Muet comme une tombe (JAK)
Le vieux grincheux- baptisé Jules par ses parents, cela remonte à combien d’années ? -est debout appuyé sur sa bêche, zieutant chaque jour le passage de son voisin. Mine de rien il donne l’apparence d’être appliqué par les nouvelles du jour.
Dès qu’il l’entraperçoit, il le hèle d’un « oh Léon » comme le font les autochtones de la campagne d’autrefois, pour lui enjoindre de venir trinquer.
Il sort rapidement du puits sa piquette de vin blanc devant un Léon, fourbu, et en sueur maintenu par son antique vélo qui lui sert ainsi de canne d’appui.
Il vient de terminer sa tournée postale bien arrosée ! Il est fort assoiffé par la cote et les nombreuses escales qu’il a fait dès potron-minet.
Il ressent cependant une certaine réticence devant ce Jules, pressentant inconsciemment une escobarderie, mais malgré tout il acquiesce à l’invitation désaltérante.
Ils devisent du temps, de la lune rousse, ou des poules qui ne pondent plus en ce moment.

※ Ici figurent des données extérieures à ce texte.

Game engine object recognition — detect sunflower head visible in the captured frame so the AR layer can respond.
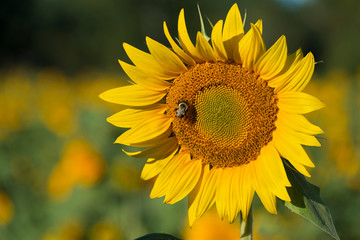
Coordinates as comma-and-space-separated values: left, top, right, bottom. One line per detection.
100, 4, 323, 224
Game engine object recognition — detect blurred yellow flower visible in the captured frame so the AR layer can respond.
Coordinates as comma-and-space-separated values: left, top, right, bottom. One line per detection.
0, 190, 14, 227
72, 72, 127, 110
110, 162, 146, 191
42, 221, 84, 240
48, 140, 105, 198
184, 210, 240, 240
89, 222, 123, 240
307, 70, 360, 178
36, 69, 77, 136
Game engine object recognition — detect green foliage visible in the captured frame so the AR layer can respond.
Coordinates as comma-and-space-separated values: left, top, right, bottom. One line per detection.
135, 233, 180, 240
285, 162, 340, 240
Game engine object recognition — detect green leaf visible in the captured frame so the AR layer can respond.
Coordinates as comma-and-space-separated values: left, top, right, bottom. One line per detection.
284, 161, 340, 240
135, 233, 181, 240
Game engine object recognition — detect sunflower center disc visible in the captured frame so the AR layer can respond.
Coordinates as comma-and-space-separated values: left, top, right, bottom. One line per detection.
195, 86, 251, 147
166, 62, 278, 168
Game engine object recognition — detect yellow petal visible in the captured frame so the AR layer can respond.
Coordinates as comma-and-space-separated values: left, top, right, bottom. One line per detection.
99, 85, 166, 106
123, 137, 179, 159
238, 164, 255, 221
277, 92, 325, 114
141, 149, 177, 180
196, 166, 222, 218
196, 32, 216, 62
273, 130, 315, 171
106, 103, 167, 128
249, 161, 277, 214
164, 156, 202, 204
255, 19, 262, 34
150, 152, 190, 198
216, 168, 233, 219
119, 60, 171, 92
275, 117, 321, 147
278, 53, 315, 93
269, 49, 304, 89
234, 24, 265, 70
164, 22, 196, 65
222, 3, 244, 59
146, 37, 187, 74
277, 110, 324, 135
115, 114, 172, 145
256, 146, 291, 201
227, 167, 242, 223
178, 9, 205, 63
123, 43, 178, 80
254, 35, 287, 80
211, 20, 228, 61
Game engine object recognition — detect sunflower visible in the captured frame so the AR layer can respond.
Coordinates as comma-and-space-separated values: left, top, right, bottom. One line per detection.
100, 4, 324, 224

Parfois ils gaussent sur les dirigeants qui nous gouvernent, et qui ne sont pas à la hauteur. C’est du moins ce qu’ils écoutent le soir à la télévision, avant d’aller se coucher ensuite écœurés de tout ce foutu fourbi là-haut à Paris. Ils finissent par s’endormir devant l’écran, en ronflant.
Souvent un saucisson, sec comme un coup de trique, est sorti du tiroir comme pour mieux amadouer LeLéon ; c’est ainsi qu’il nomme, son voisin.
Ce Léon est sa seule distraction de vieux sauvage blasé, mais surtout il aimerait savoir… et il essaie de lui tirer les vers du nez pour connaitre ce qui lui parait être un grand secret de fabrication.
En effet depuis des lustres, il désire connaitre, cela devient une idée fixe, comment Leléon réussit si bien à obtenir des citrouilles qui ont la cote dans le pays et gagnent souvent le concours des plus belles des cucurbitacées du coin.
On vient de loin pour les admirer à la foire annuelle de fin octobre et Leléon en tire une certaine fierté.
Sournoisement, Jules l’espionne au moment du semis des graines, dès les premières gelées passées. Il veut à tout prix découvrir le geste auguste du semeur.
Il cherche à savoir avec quel engrais secret naturel ils les coucounent, cela l’intrigue car plusieurs fois il l’a vu les arroser avec un jet d’urine, lui qui est diabétique !
Il le bigle, le lorgne dans tous ses faits et gestes. Et lorsque Leléon est parti, il saute la barrière de son jardin pour de visu faire des constats, tâter, sentir, tout comme Watson l’aurait fait avec sa loupe.
Il l’épie sans cesse.
Péniblement après la sieste sacrée, il grimpe sur l’échelle du grenier se faisant un passage au milieu des toiles d’araignées pour le zieuter encore et encore.
Et là, tout essoufflé il se sert d’une une chaise vermoulue pour observer sans être vu par la lucarne qui donne sur le jardin du Léon.
Jusqu'au jour où s’étant penché un peu plus, il glisse sur le toit moussu et atterrit droit direct sur la plus grosse des courges la rendant invendable.
Mais surtout le vieux Jules y perd la vie.
On l'enterre en grande pompe, chacun derrière le corbillard se demande ce qu’il est allé faire là-haut sous les combles.
Maintenant il est au cimetière situé à côté de leur jardin respectif. Le brave Léon, à chaque automne, vient déposer délicatement sur la tombe du vieux grincheux, avec une pensée émue, des fleurs de cucurbitacée, celles qui repoussent parfois à l’automne sans toutefois donner de fruit et qui font le bonheur des cuisiniers modernes s’en servant pour le décor de leurs assiettes faisant la réputation de leur restaurant 3 *
Jules se retourne alors dans sa tombe, toujours aussi désespéré de n’avoir pu percer le secret de Léon.